O modelo de intervenção baseando-se em alguns princípios e assentando em alguns pressupostos, estrutura-se em torno de dez passos sequenciais:

-        a identificação da Equipa de Dinamização;
-        o debate em torno das 6 interrogações do malmequer
-        a auscultação criativa, interactiva e implicativa de todos os trabalhadores e dirigentes;
-        a publicitação dos pontos críticos identificados e das soluções através da afixação e animação do Malmequer da Participação;
-        a sistematização dos problemas imediatos e das soluções propostas;
-        a realização de uma sessão plenária com a participação de todos/as na qual são debatidos problemas / soluções;
-        a divulgação das seis Fichas de Acção Imediata contendo o programa concreto de actuação para resolver seis problemas identificados como importantes, prioritários  e com a possibilidade de serem resolvidos no prazo máximo de um mês;
-        a execução das medidas;
-        a informação ao colectivo da avaliação realizada por cada medida implementada.
Todo o processo tem por base a pesquisa, o debate, o envolvimento, a construção de soluções em torno das interrogações – chave cuja finalidade é facilitar e operacionalizar um diagnóstico sumário, muito fino e focalizado na situação muito concreta da organização:

AS 6 INTERROGAÇÕES  DO MALMEQUER DA PARTICIPAÇÃO

1.     Pode haver uma melhor interacção entre dirigentes e colaboradores?
2.     Podem ser melhoradas as formas de comunicação formal e informal?
3.     Pode ser fomentado o trabalho em equipa de forma mais concreta?
4.     Podem ser estabelecidas novas dinâmicas de co – responsabilização nas acções de melhorias contínuas?
5.     Pode ser instituído um quadro de auscultação sistemático e permanente das necessidades, desejos e motivações dos utentes a partir de acções desenvolvidas por todos os membros da organização?
6.     Pode ser impulsionado um maior espírito de abertura interna e externa, fomentando o espírito de iniciativa e os contactos coma as Redes de Proximidade?

Na primeira sessão de trabalho que reúne os seis dinamizadores temáticos são debatidos os temas críticos e estabelece-se a base de auscultação aos restantes membros da organização.
Não existem modalidades pré-estabelecidas para realizar esta abordagem com trabalhadores e directores. Cada um realiza a operação da forma que entende e determina como mais ajustada aos seus objectivos e ao seu próprio estilo de intervenção. Alguns estruturarão pequenos questionários, outros terão apenas uma conversa informal, muitos utilizarão o período de pausa – café para conversar informalmente, alguns utilizarão o correio electrónico e as próprias redes sociais, ou seja, a diversidade nas formas de envolver todos os membros da organização também confere uma certa espontaneidade e vivacidade ao processo. A auscultação sobre os problemas é desde logo orientada para a identificação de potenciais soluções e desta forma bloqueiam-se tendências criticistas e negativas e procura-se incentivar o espírito critico mas numa perspectiva construtiva.

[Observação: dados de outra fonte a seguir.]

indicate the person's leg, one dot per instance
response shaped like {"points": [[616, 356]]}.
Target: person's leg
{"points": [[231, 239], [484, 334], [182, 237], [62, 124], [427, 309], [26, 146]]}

Quando se realiza a sessão plenária com todos os colaboradores e membros da direcção (que possam estar presentes) já existem pelo menos, para cada Interrogação – Chave do malmequer, duas questões criticas e as duas potenciais soluções correspondentes. Desta forma a sessão plenária, que tem o tempo limite de uma hora para a sua realização, trata de forma muito concreta e operacional os temas sobre os quais o debate deve incidir e em torno dos quais devem ser aprovadas soluções a serem implementadas. Evita-se um debate geral sobre todas as questões problemáticas que de uma forma geral surgem nas organizações e procura-se através da eficácia dos próprios processos, reforçar a capacidade colectiva de tomar decisões e resolver problemas, fortalecendo a democracia participativa por essa via.

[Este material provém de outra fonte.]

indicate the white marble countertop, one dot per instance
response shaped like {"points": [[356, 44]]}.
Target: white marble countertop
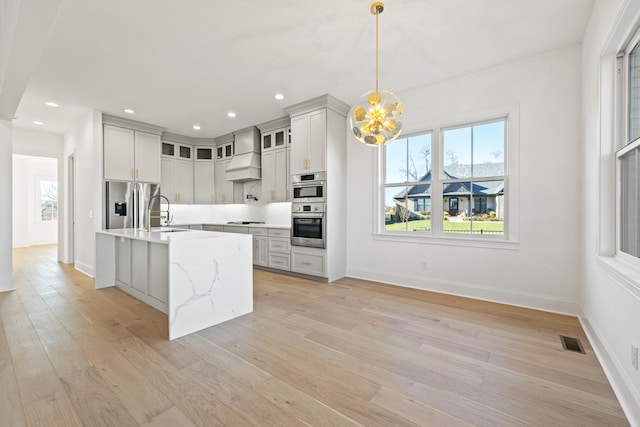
{"points": [[280, 226], [162, 234]]}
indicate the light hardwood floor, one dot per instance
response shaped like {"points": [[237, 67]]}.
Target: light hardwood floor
{"points": [[348, 353]]}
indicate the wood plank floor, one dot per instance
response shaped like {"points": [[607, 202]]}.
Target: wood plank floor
{"points": [[348, 353]]}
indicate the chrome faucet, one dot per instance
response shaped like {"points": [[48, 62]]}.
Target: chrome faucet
{"points": [[167, 218]]}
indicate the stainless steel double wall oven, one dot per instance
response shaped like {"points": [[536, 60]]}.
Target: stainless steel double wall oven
{"points": [[308, 213]]}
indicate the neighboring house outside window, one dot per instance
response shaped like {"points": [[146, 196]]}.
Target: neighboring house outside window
{"points": [[471, 184], [48, 200], [628, 153]]}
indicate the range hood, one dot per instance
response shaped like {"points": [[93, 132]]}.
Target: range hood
{"points": [[246, 162], [244, 167]]}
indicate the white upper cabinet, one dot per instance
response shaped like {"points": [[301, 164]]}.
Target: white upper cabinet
{"points": [[118, 153], [177, 180], [309, 142], [131, 155], [225, 191], [147, 156], [275, 175], [184, 181], [204, 182]]}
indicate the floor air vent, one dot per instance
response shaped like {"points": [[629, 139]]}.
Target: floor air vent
{"points": [[572, 344]]}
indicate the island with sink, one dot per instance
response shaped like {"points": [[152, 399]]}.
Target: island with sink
{"points": [[197, 278]]}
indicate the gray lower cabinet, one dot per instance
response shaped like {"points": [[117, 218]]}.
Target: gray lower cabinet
{"points": [[279, 249], [142, 270], [260, 241], [271, 246]]}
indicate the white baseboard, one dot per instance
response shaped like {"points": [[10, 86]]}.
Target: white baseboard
{"points": [[527, 300], [7, 285], [87, 269], [629, 400]]}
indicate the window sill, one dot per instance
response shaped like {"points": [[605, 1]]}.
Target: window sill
{"points": [[485, 242], [624, 272]]}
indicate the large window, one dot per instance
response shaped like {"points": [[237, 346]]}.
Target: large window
{"points": [[628, 154], [48, 200], [407, 184], [462, 193]]}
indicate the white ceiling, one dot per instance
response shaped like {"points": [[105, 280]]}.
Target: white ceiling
{"points": [[180, 63]]}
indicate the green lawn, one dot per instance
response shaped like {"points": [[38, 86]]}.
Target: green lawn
{"points": [[425, 224]]}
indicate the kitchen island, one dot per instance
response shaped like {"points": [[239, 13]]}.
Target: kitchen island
{"points": [[197, 278]]}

Na sessão plenária cada Dinamizador Temático apresenta os resultados da auscultação realizada junto da organização e coloca à consideração do colectivo as duas propostas a serem debatidas.

Depois da sessão plenária cada Dupla (dinamizador temático e o/a sua cúmplice) organiza a implementação da medida identificada como prioritária (Ficha de Medida Prioritária)  e  inicia a sua concretização imediata, com o acompanhamento dos restantes membros do Grupo Dinamizador (seis dinamizadores temáticos).

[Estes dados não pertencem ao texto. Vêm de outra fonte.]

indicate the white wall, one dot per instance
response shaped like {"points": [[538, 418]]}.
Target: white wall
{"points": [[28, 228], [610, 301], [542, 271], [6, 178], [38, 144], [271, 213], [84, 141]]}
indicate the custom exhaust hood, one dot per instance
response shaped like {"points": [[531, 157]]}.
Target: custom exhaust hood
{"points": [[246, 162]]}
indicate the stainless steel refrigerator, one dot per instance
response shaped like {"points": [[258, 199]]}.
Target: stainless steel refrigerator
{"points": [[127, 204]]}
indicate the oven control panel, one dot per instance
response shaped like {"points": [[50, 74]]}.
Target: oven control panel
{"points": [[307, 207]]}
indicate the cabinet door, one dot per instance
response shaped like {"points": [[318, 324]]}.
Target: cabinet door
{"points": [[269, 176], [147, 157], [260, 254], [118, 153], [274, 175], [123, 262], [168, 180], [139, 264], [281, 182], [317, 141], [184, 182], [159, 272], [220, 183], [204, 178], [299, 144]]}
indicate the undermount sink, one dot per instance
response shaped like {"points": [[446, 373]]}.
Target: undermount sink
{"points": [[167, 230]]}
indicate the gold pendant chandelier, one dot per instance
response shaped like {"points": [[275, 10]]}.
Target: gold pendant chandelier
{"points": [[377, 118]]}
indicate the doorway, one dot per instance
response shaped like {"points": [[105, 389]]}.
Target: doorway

Alguns casos mais relevantes e algumas questões criticas na implementação:

CERCI de S. João da Madeira: a auscultação sobre graus de satisfação do cliente colocou a  questão da diversidade de indicadores a serem considerados para se obter uma resultante fiável e aceitável para efeitos de gestão global, atendendo à especificidade dos clientes/utentes em causa.

Na Creche “O Miúdo”, em Amarante: quando existe uma gestão de grande proximidade, com acompanhamento directo da direcção à gestão quotidiana,  o envolvimento de todos os trabalhadores nas tarefas da melhoria da qualidade depende de uma relação equilibrada entre a comunicação formal e informal, regulando as questões mais técnicas e as outras de ordem mais motivacional.

Na Associação Bem- Estar de Gondar: a comunicação formal que era relativamente desprezada em assuntos de importância crucial para a organização passou a ter uma nova abordagem e a ser assumida de forma mais exigente.

No Centro Social e Paroquial de Real: o sentido de uma interacção mais organizada nas equipas de trabalho implicou a implementação de uma medida de formalização de objectivos entre os diversos membros dos grupos de trabalho.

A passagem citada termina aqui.